Norgauer J, Dobos G, Kownatzki E, Dahinden C, Burger R, Kupper R, Gierschik P
Hautklinik Freiburg, Germany.
Eur J Biochem. 1993 Oct 1;217(1):289-94. doi: 10.1111/j.1432-1033.1993.tb18245.x.

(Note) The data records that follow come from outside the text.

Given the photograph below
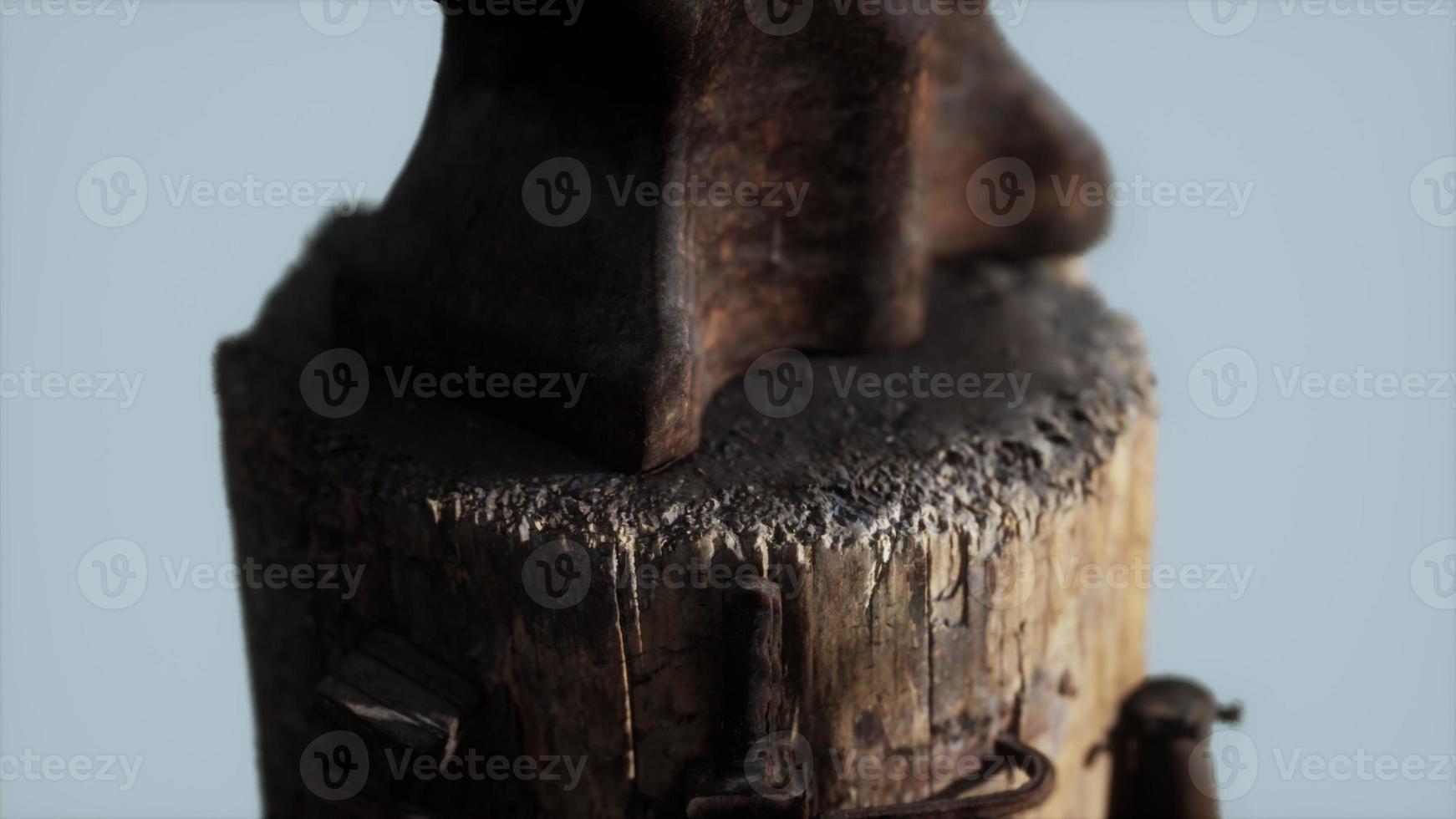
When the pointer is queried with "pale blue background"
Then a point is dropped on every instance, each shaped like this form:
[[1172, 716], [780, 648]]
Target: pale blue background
[[1330, 269]]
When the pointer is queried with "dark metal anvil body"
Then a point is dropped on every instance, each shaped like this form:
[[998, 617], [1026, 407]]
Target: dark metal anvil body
[[500, 261]]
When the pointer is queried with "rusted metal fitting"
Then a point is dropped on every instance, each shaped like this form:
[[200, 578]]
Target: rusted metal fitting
[[612, 200], [1158, 770]]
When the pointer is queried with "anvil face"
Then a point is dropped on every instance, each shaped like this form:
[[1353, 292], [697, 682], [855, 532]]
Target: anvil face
[[659, 192]]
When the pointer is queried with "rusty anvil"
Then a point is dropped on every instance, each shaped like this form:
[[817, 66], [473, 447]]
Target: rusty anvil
[[512, 249]]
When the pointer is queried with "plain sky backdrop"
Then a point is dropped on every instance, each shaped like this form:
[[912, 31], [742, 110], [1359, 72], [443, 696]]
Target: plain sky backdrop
[[1337, 127]]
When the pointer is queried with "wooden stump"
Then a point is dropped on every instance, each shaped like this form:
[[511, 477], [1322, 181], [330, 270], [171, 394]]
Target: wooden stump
[[924, 546]]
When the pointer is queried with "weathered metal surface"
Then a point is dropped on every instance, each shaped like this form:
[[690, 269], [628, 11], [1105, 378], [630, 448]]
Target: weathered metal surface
[[616, 200]]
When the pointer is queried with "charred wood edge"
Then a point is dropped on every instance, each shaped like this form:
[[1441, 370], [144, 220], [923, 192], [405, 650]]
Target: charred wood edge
[[400, 699], [753, 699], [1158, 766]]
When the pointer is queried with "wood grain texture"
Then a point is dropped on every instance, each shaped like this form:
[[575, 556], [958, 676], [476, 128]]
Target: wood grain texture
[[902, 518]]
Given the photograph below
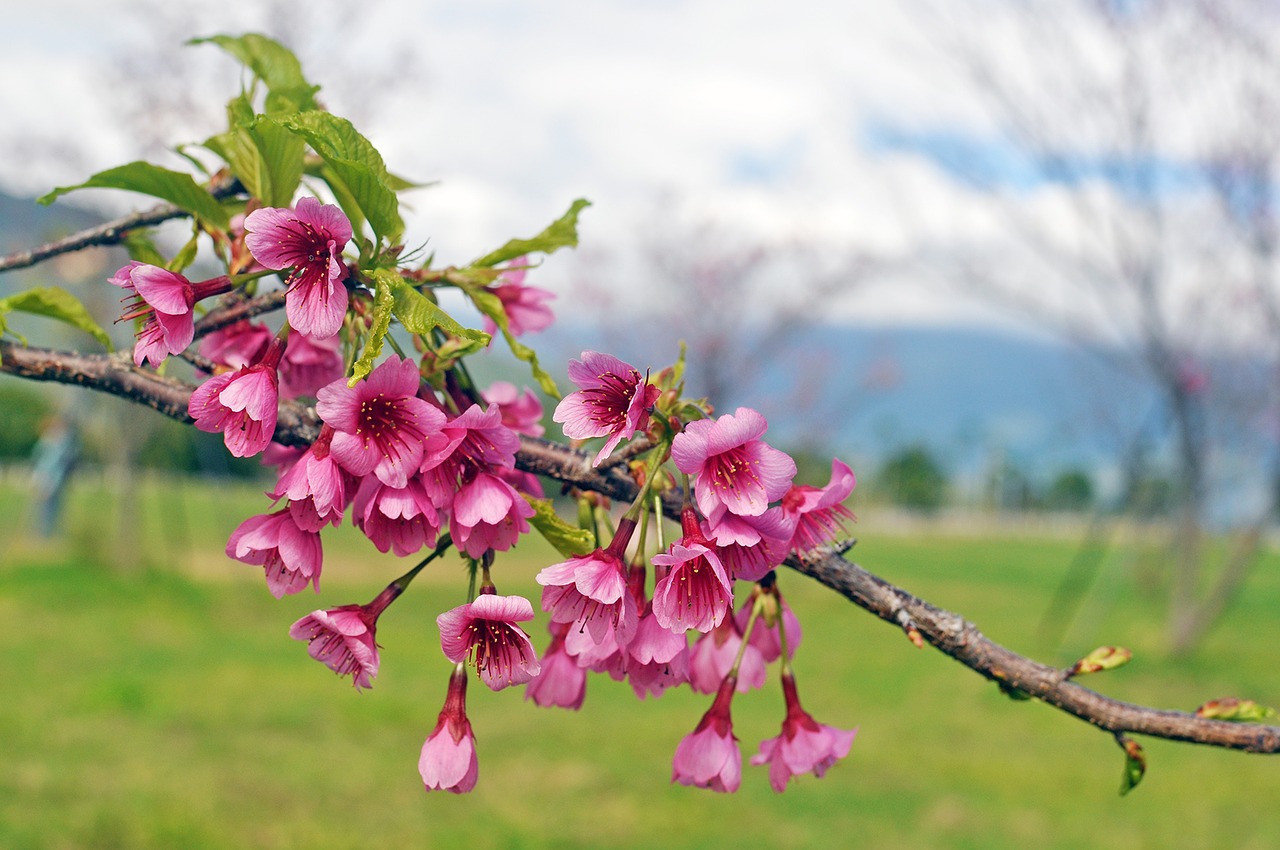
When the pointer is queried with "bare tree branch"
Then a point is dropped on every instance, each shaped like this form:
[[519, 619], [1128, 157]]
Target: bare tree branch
[[947, 631]]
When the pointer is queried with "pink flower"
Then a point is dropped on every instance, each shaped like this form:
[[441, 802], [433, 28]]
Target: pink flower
[[818, 515], [736, 471], [696, 592], [521, 412], [485, 630], [163, 300], [488, 513], [403, 519], [804, 745], [560, 681], [342, 638], [289, 556], [708, 757], [613, 401], [380, 423], [309, 240], [448, 761], [713, 654], [524, 305], [242, 405], [237, 344], [315, 485], [309, 364]]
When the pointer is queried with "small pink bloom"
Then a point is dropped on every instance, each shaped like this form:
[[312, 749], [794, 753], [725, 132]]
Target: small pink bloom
[[403, 520], [309, 364], [242, 405], [613, 400], [342, 638], [485, 630], [560, 681], [164, 301], [524, 305], [289, 556], [380, 423], [696, 592], [818, 513], [713, 654], [237, 344], [804, 745], [448, 761], [309, 240], [708, 757], [736, 471], [521, 412]]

The signal pathways of neutrophils following stimulation with the complement fragment C3a (C3a) were studied in neutrophils and compared to the pathways activated by complement fragment C5a (C5a). Analysis of polyphosphoinositol lipid turnover showed that C5a, but not C3a, activated phosphatidylinositol-bisphosphate-3-kinase (PtdInsP2 3-kinase) indicating that different signal pathways are activated by the two anaphylatoxins. To examine whether C3a stimulated Ca2+ transients, cytosolic free Ca2+ levels were analyzed in Fluo-3-labelled neutrophils by flow cytometry. C3a stimulated a fast and concentration-dependent increase of cytosolic free Ca2+. Comparison of the C3a response with that of C5a revealed a more pronounced C5a-triggered Ca2+ rise. Addition of EGTA to the extracellular buffer prior to stimulation did not significantly alter the initial Ca2+ rise at low C5a concentrations, but reduced the time course of the Ca2+ transients at high concentrations. In marked contrast, EGTA completely blocked the Ca2+ response stimulated by C3a in neutrophils labeled with either Indo-1/AM or Fluo-3. Preincubation of neutrophils with pertussis toxin inhibited both C3a- and C5a-stimulated Ca2+ transients, indicating the involvement of guanine-nucleotide-binding proteins (G proteins) in these processes. In order to examine whether the C3a receptor is coupled to G proteins, binding of guanosine 5'-O-(3-[35S]thiotriphosphate) ([35S]GTP[S]) to purified neutrophil plasma membranes was studied. Both C3a and C5a stimulated high-affinity binding of [35S]GTP[S] up to 1.5-fold and 3-fold, respectively. These data suggest that the two anaphylatoxins activate pertussis-toxin-sensitive G proteins, which then trigger different signal transduction pathways. C3a specifically stimulated Ca2+ influx from the extracellular medium, whereas C5a additionally activated the PtdInsP2 3-kinase and stimulated Ca2+ mobilization from intracellular stores.
在中性粒细胞中研究了补体片段C3a(C3a)刺激后中性粒细胞的信号通路,并与补体片段C5a(C5a)激活的信号通路进行了比较。多磷酸肌醇脂质周转分析表明,C5a而非C3a激活了磷脂酰肌醇-二磷酸-3-激酶(PtdInsP2 3-激酶),这表明这两种过敏毒素激活了不同的信号通路。为了检测C3a是否刺激Ca2+瞬变,通过流式细胞术分析了Fluo-3标记的中性粒细胞中的胞质游离Ca2+水平。C3a刺激了胞质游离Ca2+的快速且浓度依赖性增加。将C3a反应与C5a反应进行比较,发现C5a引发的Ca2+升高更为明显。在刺激前向细胞外缓冲液中加入EGTA,在低C5a浓度下并未显著改变初始Ca2+升高,但在高浓度下缩短了Ca2+瞬变的时间进程。与之形成鲜明对比的是,EGTA完全阻断了用Indo-1/AM或Fluo-3标记的中性粒细胞中C3a刺激的Ca2+反应。用百日咳毒素对中性粒细胞进行预孵育可抑制C3a和C5a刺激的Ca2+瞬变,这表明鸟嘌呤核苷酸结合蛋白(G蛋白)参与了这些过程。为了检测C3a受体是否与G蛋白偶联,研究了鸟苷5'-O-(3-[35S]硫代三磷酸)([35S]GTP[S])与纯化的中性粒细胞膜的结合。C3a和C5a分别刺激[35S]GTP[S]的高亲和力结合增加至1.5倍和3倍。这些数据表明,这两种过敏毒素激活了对百日咳毒素敏感的G蛋白,然后触发不同的信号转导通路。C3a特异性刺激Ca2+从细胞外介质流入,而C5a还激活了PtdInsP2 3-激酶并刺激Ca2+从细胞内储存库中释放。